I see no point using this garbage, not that I think it should be removed or abandoned, but atm it is pointless and a big waste of time
Jayden Jones
Isn't nim more of a cross between python and pascal? The only ruby related nim-thing i can come up with is the 2-space indentation.
Zachary Ortiz
pros: ruby but compiled cons: linux only (yes that's a con, can't deploy your programs on any other platform)
t. boomer
Chase Martinez
>Even it looks more promising. >still compiles to C and C++ pick one and only one
Ryan Perez
I'm sorry user but your post doesn't convey anything useful. Try reformulating your post if you have something to add to the discussion at hand.
Jaxson Rodriguez
sure thing Crystal uses an LLVM backend, which - while not perfect - is the right thing to do atm. Whereas Nim still compiles to C++, which is basically the hello world of compiler builders.
Cameron Davis
>whitespaced trash
Camden Lewis
>fast as C, Slick as Ruby >Crystal libraries are packed as Shards, and distributed via Git without needing a centralised repository.
>compiles to C++ Compiles to C which makes it far more portable as GCC supports more architectures and a C compiler is on most Unix machines.
Evan Reed
Stop the meme language bullshit and just write in Zig. Daily reminder that Zig is the white man's language, completely free of pajeets.
Jordan Adams
Crystal doesn't compete with Zig. It competes with C#, Kotlin, Java, Nim, Go, D (in GC mode), OCaml, Haskell and, to a lesser extent, Clojure, Ruby and Python.
Adam Wilson
An argie lang, after all
Liam Lewis
>Have you used it, or heard of it? I have used it. It's cool but I am not sure I like how the type system handles nil. >And if so, what do you think of it or it's future? With the right web framework and some adoption it just might be the next Ruby on Rails. It hope it gets lucky.

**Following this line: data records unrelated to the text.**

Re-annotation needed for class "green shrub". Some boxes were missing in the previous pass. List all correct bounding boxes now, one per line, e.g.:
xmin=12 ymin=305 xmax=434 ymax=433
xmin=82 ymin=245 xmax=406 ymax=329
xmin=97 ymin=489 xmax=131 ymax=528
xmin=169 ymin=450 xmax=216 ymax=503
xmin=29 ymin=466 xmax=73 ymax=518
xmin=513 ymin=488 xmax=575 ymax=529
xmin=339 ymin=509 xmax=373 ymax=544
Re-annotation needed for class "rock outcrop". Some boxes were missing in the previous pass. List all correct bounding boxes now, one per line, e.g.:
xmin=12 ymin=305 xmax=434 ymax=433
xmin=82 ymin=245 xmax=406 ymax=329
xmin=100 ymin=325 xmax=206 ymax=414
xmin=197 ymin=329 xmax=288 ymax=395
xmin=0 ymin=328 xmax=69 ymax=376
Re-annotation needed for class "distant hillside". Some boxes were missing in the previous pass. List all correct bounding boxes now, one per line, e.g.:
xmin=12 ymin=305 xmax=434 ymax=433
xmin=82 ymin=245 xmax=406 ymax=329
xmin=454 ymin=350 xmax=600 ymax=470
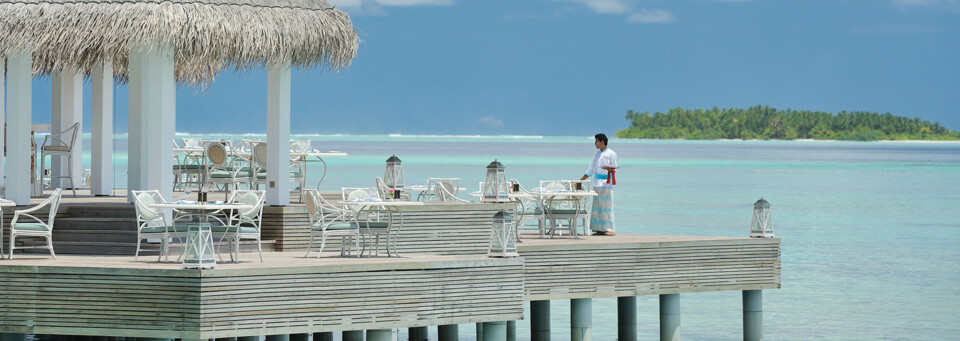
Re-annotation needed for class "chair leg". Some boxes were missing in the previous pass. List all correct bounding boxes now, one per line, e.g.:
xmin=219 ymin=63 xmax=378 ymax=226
xmin=66 ymin=153 xmax=77 ymax=197
xmin=133 ymin=236 xmax=143 ymax=263
xmin=257 ymin=237 xmax=263 ymax=263
xmin=317 ymin=234 xmax=330 ymax=258
xmin=303 ymin=232 xmax=313 ymax=258
xmin=37 ymin=152 xmax=46 ymax=196
xmin=47 ymin=235 xmax=57 ymax=259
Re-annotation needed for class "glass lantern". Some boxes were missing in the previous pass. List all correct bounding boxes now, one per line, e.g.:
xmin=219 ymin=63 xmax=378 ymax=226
xmin=480 ymin=160 xmax=510 ymax=202
xmin=383 ymin=155 xmax=403 ymax=189
xmin=487 ymin=210 xmax=520 ymax=257
xmin=182 ymin=223 xmax=217 ymax=269
xmin=750 ymin=198 xmax=776 ymax=238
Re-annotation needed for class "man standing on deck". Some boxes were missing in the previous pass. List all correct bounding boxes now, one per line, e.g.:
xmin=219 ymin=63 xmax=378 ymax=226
xmin=580 ymin=134 xmax=617 ymax=236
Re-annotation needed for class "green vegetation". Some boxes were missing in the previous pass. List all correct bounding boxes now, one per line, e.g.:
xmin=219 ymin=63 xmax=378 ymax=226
xmin=617 ymin=106 xmax=960 ymax=141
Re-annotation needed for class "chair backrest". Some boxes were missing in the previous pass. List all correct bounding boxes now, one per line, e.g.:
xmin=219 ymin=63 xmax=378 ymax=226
xmin=59 ymin=122 xmax=80 ymax=150
xmin=539 ymin=180 xmax=570 ymax=192
xmin=304 ymin=189 xmax=321 ymax=218
xmin=427 ymin=178 xmax=460 ymax=200
xmin=204 ymin=141 xmax=230 ymax=169
xmin=43 ymin=122 xmax=80 ymax=152
xmin=38 ymin=188 xmax=63 ymax=226
xmin=376 ymin=177 xmax=393 ymax=198
xmin=433 ymin=181 xmax=456 ymax=202
xmin=340 ymin=187 xmax=380 ymax=201
xmin=183 ymin=137 xmax=203 ymax=149
xmin=340 ymin=187 xmax=380 ymax=219
xmin=250 ymin=142 xmax=267 ymax=169
xmin=230 ymin=190 xmax=266 ymax=220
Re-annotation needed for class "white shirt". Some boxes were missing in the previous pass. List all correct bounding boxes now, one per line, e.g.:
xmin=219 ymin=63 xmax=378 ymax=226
xmin=584 ymin=148 xmax=617 ymax=188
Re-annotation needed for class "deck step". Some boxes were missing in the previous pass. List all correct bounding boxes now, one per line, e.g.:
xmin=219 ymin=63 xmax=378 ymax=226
xmin=15 ymin=238 xmax=276 ymax=256
xmin=53 ymin=226 xmax=137 ymax=243
xmin=70 ymin=205 xmax=137 ymax=219
xmin=53 ymin=216 xmax=137 ymax=233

Having rewritten a small C# project in Crystal I think Crystal is significantly more compact and readable. Too bad the devs decided not to add namespaces (github.com/crystal-lang/crystal/issues/140). >many implicit things gets annoying quick in non-trivial scenarios Were they related to nil?
You can, but should you? For gamedev Crystal is like a slightly faster C# with poor Windows support. C# has a huge gamedev community. Crystal's community consists of backend devs jaded with Ruby and network service and misc infrastructural bullshit devs jaded with Go.
Oliver Price
Well nope. game development is the only thing I care about when I hear about a new language. If you put it that way then I'll ignore crystal
Luke Collins
dope, thanks
Logan Edwards
>syntax heavily inspired by Ruby's ewww
Angel Stewart
At least it looks better than Nim.
Justin Robinson
It’s not mandatory user. But that is the way it should be cuck.
Joshua Gomez
works fine for me on macOS
Logan Martin
This looks like every "modern" programming language. Like, if you want pre-release, "fast", yet abstract languages, what makes this better than nim? Or even Rust? Or if you want something that's fast, but still easy to use, Go?
Liam Nelson
>It takes years before the language can truly be used in a safe production environment I made one like lua and deployed it in a few months, it's definitely better for my use case than the alternatives
Eli Reed
maybe you want one that doesnt have awful C syntax
Blake Long
>awful >C syntax
Choose one.
Blake Hall
they should make a country like Israel for everyone who thinks C syntax is good and deport them all there
Brody Garcia
I always loved Ruby. Does Crystal's object model roughly work the same way?
Jackson Roberts
C++ is patrician choice, you don't need anything else.
Samuel Perry
>what makes this better than nim? a more coherent design >Or even Rust? speed of development. >Or if you want something that's fast, but still easy to use, Go? generics, an advanced type system, oo (might be a downside)
Ian Wood
yes. it even has method_missing despite being compiled and statically typed.